The set came with 3 people: the pilot and 2 passengers. You have no idea how thrilled I was to see that the pilot is a woman. How cool is that? I mean, seriously. The small step of representing a woman as a pilot in a miniature toy represents a giant symbol: a woman is shown matter-of-factly in a prestigious and traditionally male-dominated
job, and this mass-produced representation is being sold as part of a mainstream popular toy. This is huge. (I once wanted to be a pilot, by the way, but that is a story for another day.)
So there we were, Christmas morning, looking at Phoebe’s new toys (once we finished wrestling to free the toys from their elaborate packaging). And I saw the pilot, and felt my thrill. And when I looked at the other two little people figures, I said to John “hey, the passengers are women, too. They must be a newlywed lesbian couple heading off for a tropical honeymoon.” I was joking when I said it, but honeymoon was what came to mind when I saw the two passengers all decked out in their Polynesian-inspired garb. I live in Massachusetts, one of only a few US states to have legally recognized same-sex unions, and apparently the only US state to recognized such unions as marriage. (By the way, when working on my wedding anniversary post, I discovered that the definition of marriage was under dispute on Wikipedia. That in itself tells quite a story. But I see now that the flags announcing the dispute have been taken down. I’d be curious what the changes made were…I found one older version in Google cache but haven’t had a chance to look.)

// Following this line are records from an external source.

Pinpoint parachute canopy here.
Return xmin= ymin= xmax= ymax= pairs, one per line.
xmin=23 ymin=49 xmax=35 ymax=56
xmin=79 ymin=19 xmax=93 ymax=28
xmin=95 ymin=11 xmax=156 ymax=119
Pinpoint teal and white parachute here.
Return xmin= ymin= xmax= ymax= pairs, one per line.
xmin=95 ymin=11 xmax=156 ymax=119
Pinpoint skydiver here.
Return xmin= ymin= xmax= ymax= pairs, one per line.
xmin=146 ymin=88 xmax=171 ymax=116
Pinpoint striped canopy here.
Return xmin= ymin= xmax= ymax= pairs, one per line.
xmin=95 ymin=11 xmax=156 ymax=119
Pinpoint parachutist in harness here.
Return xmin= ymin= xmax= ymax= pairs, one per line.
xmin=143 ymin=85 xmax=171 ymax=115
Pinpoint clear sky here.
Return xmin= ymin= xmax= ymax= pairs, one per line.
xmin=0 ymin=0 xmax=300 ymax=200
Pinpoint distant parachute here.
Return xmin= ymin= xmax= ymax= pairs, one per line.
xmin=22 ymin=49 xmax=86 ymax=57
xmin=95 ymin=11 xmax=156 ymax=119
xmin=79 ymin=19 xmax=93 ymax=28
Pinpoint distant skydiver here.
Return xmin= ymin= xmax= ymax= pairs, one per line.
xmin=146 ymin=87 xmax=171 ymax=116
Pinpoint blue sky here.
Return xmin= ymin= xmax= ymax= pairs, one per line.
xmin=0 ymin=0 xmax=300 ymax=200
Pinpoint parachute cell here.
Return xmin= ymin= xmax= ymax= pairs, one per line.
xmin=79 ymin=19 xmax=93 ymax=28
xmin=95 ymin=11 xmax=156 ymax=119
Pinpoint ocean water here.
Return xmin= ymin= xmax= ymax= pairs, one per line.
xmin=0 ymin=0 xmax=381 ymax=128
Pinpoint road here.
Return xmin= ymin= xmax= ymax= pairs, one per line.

So here’s the thing. I’d like Phoebe to grow up accepting diversity in people: diversity in ethnicity, race, religion, sexual orientation, etc. Ideally, she would get to know people of such diverse backgrounds and beliefs in person. And hopefully she will. But the reality is that we live in fairly rural Massachusetts. In a town where there is not a whole lot of diversity. It struck me that toys and playing games offer opportunities to supplement the exposure to diversity she might get through school and the media. We don’t actually particularly know any married same-sex couples. But we can matter-of-factly say that
the two women figures in the play set are married. Just as the set matter-of-factly depicts a pilot who is a woman.
Of course, John now has me half-convinced that one of the passengers in the set is actually supposed to be male. I still think of her as female. Just possibly a less girly female than the long-haired lei-wearing obviously female passenger. She, who is wearing shorts and purple sandals, and has a moderately short haircut, is at the very least of somewhat ambiguous gender. We have agreed to call her Pat.